The Plaid Cymru commissioner said demands on policing were high, although what he described as a night-time economy “bounce back” would be short-circuited by the stay at home rules from October 23 to November 9.
Mr. Llywelyn said Wales’ eight commissioners and chief constables had been briefed by the Welsh Government last week on the “direction of travel” but hadn’t been given any details at that point.
Referring to the new restrictions, he said: “From a personal point of view, it’s much much of what we got used to previously (the first lockdown).”
He added: “I live in south Ceredigion, and this is the first time since the virus has been in circulation that I’ve known people in the community who have got it.
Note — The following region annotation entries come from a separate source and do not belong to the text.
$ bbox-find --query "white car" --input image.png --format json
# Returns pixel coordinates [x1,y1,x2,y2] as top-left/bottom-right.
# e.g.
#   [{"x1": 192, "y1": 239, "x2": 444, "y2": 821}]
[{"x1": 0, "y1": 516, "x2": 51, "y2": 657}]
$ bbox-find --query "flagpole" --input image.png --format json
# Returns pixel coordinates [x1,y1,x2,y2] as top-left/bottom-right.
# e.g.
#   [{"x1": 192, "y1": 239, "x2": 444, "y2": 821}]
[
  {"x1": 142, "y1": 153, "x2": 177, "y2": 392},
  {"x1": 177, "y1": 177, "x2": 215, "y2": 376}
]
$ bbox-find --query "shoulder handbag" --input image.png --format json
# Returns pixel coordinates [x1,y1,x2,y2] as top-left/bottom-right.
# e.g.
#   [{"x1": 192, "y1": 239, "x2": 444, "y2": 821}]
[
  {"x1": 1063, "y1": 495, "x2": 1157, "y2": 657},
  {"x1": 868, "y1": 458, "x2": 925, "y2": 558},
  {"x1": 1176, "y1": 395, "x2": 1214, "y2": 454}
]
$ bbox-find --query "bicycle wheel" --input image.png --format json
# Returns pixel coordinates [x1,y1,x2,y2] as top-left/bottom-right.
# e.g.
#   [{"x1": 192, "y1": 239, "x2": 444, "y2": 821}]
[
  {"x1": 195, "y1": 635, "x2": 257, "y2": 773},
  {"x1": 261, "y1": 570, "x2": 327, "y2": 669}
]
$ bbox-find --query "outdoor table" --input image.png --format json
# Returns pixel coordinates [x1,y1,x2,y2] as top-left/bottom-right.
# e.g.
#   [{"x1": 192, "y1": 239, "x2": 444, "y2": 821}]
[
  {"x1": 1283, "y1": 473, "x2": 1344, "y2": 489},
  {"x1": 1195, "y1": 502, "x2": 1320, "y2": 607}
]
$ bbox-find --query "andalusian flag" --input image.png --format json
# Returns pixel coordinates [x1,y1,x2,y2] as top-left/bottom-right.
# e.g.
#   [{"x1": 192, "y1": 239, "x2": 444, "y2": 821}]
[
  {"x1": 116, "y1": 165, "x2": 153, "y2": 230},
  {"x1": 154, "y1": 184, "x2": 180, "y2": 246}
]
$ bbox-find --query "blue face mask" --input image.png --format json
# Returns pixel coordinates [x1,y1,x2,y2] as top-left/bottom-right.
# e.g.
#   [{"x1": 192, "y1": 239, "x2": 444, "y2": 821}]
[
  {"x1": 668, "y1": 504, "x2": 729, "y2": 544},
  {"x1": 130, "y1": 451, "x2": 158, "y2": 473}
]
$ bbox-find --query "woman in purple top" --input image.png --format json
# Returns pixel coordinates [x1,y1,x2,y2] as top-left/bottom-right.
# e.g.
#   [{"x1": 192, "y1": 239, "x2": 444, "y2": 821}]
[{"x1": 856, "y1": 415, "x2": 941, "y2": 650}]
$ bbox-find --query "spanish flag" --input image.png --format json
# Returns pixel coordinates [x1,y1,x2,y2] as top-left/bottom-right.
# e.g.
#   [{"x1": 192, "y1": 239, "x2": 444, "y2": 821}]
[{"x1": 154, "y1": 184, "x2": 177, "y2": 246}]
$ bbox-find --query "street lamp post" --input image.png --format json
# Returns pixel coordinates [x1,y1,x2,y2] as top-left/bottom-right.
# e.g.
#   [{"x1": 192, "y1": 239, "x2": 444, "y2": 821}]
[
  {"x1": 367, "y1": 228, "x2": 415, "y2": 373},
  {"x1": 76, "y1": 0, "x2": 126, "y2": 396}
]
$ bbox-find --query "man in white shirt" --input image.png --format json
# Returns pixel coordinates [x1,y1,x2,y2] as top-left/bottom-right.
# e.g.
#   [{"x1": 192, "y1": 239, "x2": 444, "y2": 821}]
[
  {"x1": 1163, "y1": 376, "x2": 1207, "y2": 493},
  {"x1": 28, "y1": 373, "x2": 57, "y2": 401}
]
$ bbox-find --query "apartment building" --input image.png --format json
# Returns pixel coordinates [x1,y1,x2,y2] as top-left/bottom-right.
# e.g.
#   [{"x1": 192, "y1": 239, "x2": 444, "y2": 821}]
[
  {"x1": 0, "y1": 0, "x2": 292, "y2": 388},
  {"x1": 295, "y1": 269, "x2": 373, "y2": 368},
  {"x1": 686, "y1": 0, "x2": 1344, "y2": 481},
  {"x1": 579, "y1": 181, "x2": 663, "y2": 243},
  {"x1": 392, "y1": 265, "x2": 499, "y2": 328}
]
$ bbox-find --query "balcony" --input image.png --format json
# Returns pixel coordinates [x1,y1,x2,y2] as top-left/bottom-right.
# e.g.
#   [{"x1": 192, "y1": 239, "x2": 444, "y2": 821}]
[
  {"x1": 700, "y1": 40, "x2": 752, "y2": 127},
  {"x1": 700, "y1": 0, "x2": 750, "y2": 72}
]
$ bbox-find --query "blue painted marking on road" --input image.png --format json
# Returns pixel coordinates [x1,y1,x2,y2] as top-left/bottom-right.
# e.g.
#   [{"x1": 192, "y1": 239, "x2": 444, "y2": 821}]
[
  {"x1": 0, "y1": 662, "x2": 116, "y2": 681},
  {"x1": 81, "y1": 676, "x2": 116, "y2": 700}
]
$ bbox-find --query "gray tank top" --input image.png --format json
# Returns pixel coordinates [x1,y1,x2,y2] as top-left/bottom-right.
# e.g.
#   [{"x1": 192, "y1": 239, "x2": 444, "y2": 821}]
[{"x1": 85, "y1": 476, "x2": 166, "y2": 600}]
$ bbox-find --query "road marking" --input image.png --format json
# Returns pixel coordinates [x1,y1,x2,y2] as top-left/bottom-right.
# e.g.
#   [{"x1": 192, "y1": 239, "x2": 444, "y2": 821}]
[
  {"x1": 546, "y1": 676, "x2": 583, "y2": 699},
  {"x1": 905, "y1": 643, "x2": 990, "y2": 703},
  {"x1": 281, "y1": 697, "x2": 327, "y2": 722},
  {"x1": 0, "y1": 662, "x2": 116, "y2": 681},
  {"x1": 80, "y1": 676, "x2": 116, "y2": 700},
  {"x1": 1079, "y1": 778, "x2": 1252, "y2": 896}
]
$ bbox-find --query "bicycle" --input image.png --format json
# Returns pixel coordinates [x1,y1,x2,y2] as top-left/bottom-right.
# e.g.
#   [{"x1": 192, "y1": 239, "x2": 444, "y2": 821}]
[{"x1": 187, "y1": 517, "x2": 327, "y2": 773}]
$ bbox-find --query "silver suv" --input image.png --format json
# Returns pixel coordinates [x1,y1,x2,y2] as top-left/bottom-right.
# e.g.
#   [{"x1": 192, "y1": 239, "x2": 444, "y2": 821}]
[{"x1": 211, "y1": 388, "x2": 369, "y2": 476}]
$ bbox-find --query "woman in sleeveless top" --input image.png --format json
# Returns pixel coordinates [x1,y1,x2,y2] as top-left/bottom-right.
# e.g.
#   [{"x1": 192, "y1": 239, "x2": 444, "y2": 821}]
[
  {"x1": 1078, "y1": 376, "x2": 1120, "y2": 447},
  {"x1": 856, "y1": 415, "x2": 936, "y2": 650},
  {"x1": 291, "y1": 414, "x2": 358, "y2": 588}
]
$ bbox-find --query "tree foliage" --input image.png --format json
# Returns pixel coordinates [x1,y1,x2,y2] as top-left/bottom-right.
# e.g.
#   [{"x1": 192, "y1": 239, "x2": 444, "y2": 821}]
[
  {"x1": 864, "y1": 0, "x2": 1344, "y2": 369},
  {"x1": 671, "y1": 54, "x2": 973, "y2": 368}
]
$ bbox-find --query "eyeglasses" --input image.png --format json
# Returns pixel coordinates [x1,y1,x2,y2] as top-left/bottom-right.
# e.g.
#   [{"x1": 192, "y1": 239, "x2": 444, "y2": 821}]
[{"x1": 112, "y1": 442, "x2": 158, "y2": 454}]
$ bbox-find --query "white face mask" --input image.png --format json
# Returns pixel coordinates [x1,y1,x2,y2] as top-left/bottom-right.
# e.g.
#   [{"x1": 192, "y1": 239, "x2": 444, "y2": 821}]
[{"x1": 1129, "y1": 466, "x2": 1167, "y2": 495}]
“I know that’s perhaps to do with testing, but the virus certainly feels somewhat closer than it has done previously.”
Asked whether the months of lockdown and restrictions had had an impact on the supply of drugs into the force area, Mr. Llywelyn said he thought not.
He said Dyfed Powys, which covers Carmarthenshire, Pembrokeshire, Ceredigion and Powys, didn’t currently have an “active, embedded County Lines gang”, but he added: “Having said that, the market is still there.”